The Oxford SU is one of the first student bodies we interact with when we come to Oxford, holding us entranced – if only for a moment – in the vibrant array of societies and campaigns which we all sign up for only to forget about a week later.
But in the student world dominated by JCR and MCR committees, neverending deadlines and similarly omnipresent Facebook frames advertising elections to that ‘other’ union, the SU can get lost along the way. From our parochial college environment, many of us couldn’t even name who the sabbatical officers are or what they do, even though they represent the student body to draw up important changes across the university in areas such as charities, access and welfare. The SU can seem as distant and opaque as the inner workings of the Vatican. But isn’t this simply a case of meaning lost in translation? As someone with a close attachment to the work that the Student Union does, for me it is a genuine force for good which can make a real difference in the lives of the students it represents – but only if we let it.
Attachment to the SU is, of course, at an all-time low. If participation in the last sabbatical elections is anything to go by, barely ten percent of the student population were engaged in voting for the next officers to represent them. When I looked around the room at some of the ‘Mind Your Head’ Week events last term, it wouldn’t be uncommon to only count a half-dozen heads. I’m sure the vast majority of students support the work the SU does (if we ever know what that is, exactly) but the number who feel called upon to actively participate is getting fewer.
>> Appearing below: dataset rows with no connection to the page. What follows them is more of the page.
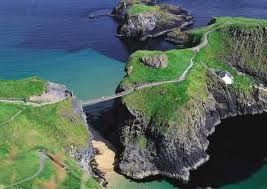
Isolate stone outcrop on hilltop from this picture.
[141,53,168,68]
[107,18,267,181]
[113,0,193,41]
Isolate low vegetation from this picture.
[127,4,160,16]
[0,77,47,99]
[122,50,193,88]
[0,79,100,189]
[122,17,267,126]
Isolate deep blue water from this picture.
[0,0,267,189]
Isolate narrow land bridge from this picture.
[82,30,213,107]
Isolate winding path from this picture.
[0,96,68,107]
[1,152,46,189]
[82,30,213,106]
[0,110,23,127]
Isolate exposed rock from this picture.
[67,98,94,176]
[112,0,157,20]
[113,0,193,41]
[141,53,168,68]
[30,82,72,103]
[108,20,267,181]
[221,27,267,84]
[165,28,200,48]
[116,71,267,181]
[120,12,160,39]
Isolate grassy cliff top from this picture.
[0,77,47,99]
[122,50,193,88]
[127,4,160,16]
[0,79,100,189]
[122,17,267,126]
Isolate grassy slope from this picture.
[0,77,47,99]
[123,17,267,125]
[127,4,160,16]
[0,81,100,189]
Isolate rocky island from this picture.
[112,0,193,41]
[0,77,101,189]
[99,17,267,182]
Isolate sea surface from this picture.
[0,0,267,189]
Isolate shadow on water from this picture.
[85,102,267,189]
[182,114,267,188]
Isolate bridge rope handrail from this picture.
[82,26,218,106]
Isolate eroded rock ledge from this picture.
[112,0,193,41]
[107,17,267,182]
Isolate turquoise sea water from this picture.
[0,0,267,189]
[0,49,124,99]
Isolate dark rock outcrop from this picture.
[112,0,157,21]
[113,0,193,41]
[165,28,201,48]
[222,26,267,84]
[108,22,267,181]
[141,53,168,68]
[113,73,267,181]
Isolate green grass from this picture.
[0,77,47,99]
[0,98,100,189]
[137,135,148,150]
[122,17,267,127]
[123,50,193,87]
[127,4,160,16]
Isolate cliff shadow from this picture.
[184,113,267,188]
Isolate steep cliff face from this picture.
[116,74,267,181]
[68,98,94,175]
[113,1,192,40]
[223,26,267,84]
[112,17,267,181]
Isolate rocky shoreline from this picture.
[91,17,267,182]
[112,0,193,41]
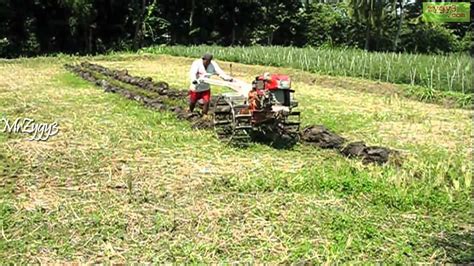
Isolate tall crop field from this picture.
[143,45,474,93]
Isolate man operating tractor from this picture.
[189,53,233,115]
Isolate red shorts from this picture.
[189,90,211,103]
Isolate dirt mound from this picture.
[65,63,397,164]
[301,125,398,164]
[65,63,212,129]
[340,141,395,164]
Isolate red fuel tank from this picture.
[257,74,291,90]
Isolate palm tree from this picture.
[347,0,396,50]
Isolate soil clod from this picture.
[65,62,397,164]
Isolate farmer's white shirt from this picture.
[189,59,230,92]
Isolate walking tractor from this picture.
[201,73,300,147]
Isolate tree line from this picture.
[0,0,473,57]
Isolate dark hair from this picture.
[202,53,213,60]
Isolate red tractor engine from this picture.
[214,73,300,146]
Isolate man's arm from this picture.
[189,61,199,82]
[212,62,232,80]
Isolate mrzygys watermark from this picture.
[0,117,59,141]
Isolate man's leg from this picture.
[189,91,198,113]
[201,90,211,115]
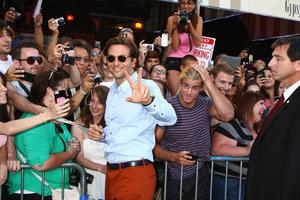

Yet the COVID-19 pandemic has shown why we need the SU now more than ever. In a massive victory for finalists – and also for the rest of us given the uncertainty of when lockdown will disappear – the University was compelled to U-turn on its policy to cancel graduation ceremonies due to take place this summer. During the vacation, the University also formally announced its policy to divest from fossil fuel companies. The weight added by the Vice Presidents for Access & Academic Affairs and Charities & Community respectively no doubt helped get these two important initiatives over the line. The Student Union has also been in a critical position representing students in consultation over virtual learning and examination. We have no idea what Michaelmas 2020 will look like, and whether we will yet be able to return to Oxford at all, so in the coming months we are going to need the support of our sabbatical officers like never before.
Of course, the Student Union doesn’t just exist for unforeseen apocalyptic absentee terms, but provides very useful events and guidance in the most average academic years too. I found the dog walks around University Parks every Friday lunchtime a fantastic reprieve and an example of welfare done well. When I asked one of the organisers how long this initiative had been going – expecting it to be something as new as my attempts at college parenting – I was staggered to learn it was over three years old. Such is the disconnect between college and university life that even the best of student initiatives can fly under the radar. In my first year, there was a fantastic launch for ‘Mind Your Head’ Week at Christ Church – drinks reception and all – which, for me, showcased some of the accomplishments which can only be pulled off on the university level. The SU is like the trunk at the centre of all of its exciting overshooting initiatives, but it appears we are often content seeing only the branch.
Just as we need the SU, the SU needs us. One thing we can all do is vote in the Student Trustee by-election between 19 and 21 May. We need every resource at our disposal to keep our Oxford University thriving even when some of us are thousands of miles removed from its ‘dreaming spires’. When more voices come together, the more audacious our dream can be of an SU we can all be proud to participate in.
James is a 2nd year historian at Brasenose, running for Student Trustee in the current election.